People buy with their eyes, but it’s all about taste in the end. We like to involve the students in what we do and we ask them for their suggestions.
On the dessert island, I’ll slice the cakes and the pies before serving and the students help themselves. There’s always a chocolate option, a fruit one and a healthy one. At lunch we keep it more grab and go, but at dinner we’ll go more elegant with a flan or cheesecake. One of the popular desserts we do is waffle cones. I’ll make a stiff mousse and pipe it into the cones. Then I melt chocolate and dip the cones in it to seal the mousse in and drizzle chocolate on the cones. I put them on a sheet pan and freeze them.
We like to play on the different seasons. In the spring, I bake cookies and put sticks in them to make them look like flowers and sprinkle Oreo crumbs around to look like dirt. I like to get the kids jazzed up about dessert. They like key lime pie and cheesecakes, which we’ll decorate. I like to avoid repetition. At lunch we always do cookies and brownies, which are favorites and easy for grab and go. I’ll also prebake pie shells and fill them.
I try to work with the chef to see what’s on the menu and tailor the desserts around that. I do desserts from different backgrounds and cultures, like crème brulee. You want to be creative because the kids get bored really fast.

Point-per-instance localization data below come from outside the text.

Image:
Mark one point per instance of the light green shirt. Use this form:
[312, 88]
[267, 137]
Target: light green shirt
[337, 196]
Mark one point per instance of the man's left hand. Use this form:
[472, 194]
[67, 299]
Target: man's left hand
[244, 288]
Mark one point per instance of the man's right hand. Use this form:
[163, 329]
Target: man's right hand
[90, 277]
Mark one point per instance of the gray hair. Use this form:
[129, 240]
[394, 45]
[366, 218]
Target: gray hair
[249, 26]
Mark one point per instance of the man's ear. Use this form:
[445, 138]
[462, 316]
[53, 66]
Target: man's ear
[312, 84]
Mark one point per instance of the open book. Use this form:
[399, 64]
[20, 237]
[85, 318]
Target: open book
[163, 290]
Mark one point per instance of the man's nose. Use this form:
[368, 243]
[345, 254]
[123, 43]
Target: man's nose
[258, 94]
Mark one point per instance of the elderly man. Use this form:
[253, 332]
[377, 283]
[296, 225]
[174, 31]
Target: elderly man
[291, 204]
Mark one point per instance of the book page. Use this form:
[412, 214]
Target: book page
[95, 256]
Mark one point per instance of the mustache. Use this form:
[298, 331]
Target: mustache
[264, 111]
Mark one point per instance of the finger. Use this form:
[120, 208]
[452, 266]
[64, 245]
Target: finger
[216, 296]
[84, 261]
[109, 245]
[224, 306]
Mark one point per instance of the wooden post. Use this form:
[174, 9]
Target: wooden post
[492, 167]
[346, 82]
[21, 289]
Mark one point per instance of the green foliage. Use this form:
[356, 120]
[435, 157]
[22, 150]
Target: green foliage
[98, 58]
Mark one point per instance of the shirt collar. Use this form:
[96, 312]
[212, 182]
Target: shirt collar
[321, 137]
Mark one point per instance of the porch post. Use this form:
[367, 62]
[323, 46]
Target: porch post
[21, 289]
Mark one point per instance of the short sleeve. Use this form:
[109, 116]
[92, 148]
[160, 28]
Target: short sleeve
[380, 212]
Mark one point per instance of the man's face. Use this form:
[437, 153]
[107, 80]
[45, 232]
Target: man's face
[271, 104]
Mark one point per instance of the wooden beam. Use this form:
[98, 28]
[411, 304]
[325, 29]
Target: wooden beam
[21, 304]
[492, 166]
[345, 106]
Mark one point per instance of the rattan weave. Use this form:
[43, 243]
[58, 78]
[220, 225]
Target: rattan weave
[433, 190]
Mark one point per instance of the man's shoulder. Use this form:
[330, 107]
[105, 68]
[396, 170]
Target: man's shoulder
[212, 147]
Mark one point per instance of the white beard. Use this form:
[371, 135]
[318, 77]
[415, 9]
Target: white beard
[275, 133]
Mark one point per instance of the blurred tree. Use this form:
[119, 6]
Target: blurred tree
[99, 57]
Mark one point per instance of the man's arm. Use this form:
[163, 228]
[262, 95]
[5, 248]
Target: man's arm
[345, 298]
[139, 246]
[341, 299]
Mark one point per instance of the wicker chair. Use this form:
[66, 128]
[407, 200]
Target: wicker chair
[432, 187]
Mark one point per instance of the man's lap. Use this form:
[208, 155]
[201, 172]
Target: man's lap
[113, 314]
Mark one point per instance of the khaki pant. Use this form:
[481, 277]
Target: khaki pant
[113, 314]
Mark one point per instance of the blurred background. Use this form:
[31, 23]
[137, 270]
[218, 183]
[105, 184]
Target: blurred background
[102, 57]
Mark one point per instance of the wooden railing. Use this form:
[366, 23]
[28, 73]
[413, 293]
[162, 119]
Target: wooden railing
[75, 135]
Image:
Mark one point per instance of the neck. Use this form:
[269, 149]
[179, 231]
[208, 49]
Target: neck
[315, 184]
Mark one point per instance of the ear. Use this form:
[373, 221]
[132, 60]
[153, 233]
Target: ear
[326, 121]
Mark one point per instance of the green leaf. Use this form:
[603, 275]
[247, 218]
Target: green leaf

I like to use a lot of margarine instead of butter, and if we have heavy cream left over, I don’t want to waste it. I won’t skimp on taste, but I try to utilize what I have left over, like bread, for desserts like bread puddings. I don’t have a lot of waste, but it’s a challenge. It’s always ‘what can we make out of this today?’
We’re here for the students, so we try to do desserts that are good, but that are also good for them. We have a lot of health-conscious students.
The students will suggest different desserts, like today I got a request for a red velvet cake. A very popular dessert is apple crisp, which I’ll make in a hotel pan with cinnamon and sugar and add maple flavor or desiccated coconut to give it a different flavor.
Every day is different and I enjoy what I do. That’s really the key. Desserts are very creative. It’s like putting your own signature on them each time you put something out.
We do theme events like one with a gambling focus where we did big round chocolate chip cookies that we made to look like roulette wheels and sugar cookies that were the ‘chips.’ Before the holidays, we also make pecan, pumpkin and apple pies that the faculty will buy to take home.
We have students who are lactose intolerant and some who are vegans, so I’ll do a lot of stuff with Tofutti and try to do special desserts for them. I’ll put bakeable cups in the freezer that are hand-sized and pour gluten-free cheesecake into them. I use tofu and sour cream and cream cheese or I’ll bake cream cheese scones with blueberries and strawberries. We have a gluten-free chocolate cookie. It’s a challenge, but you make it fun. I’ve managed to come across some good recipes.
Nuts are a big problem because of students with nut allergies. It’s very tough. In tea cakes and muffins, we just eliminate them across the board because it’s too dangerous.
Before we serve desserts we always mark everything clearly if something contains nuts. The desserts are supposed to be set up so that the ones with nuts are off to one side.”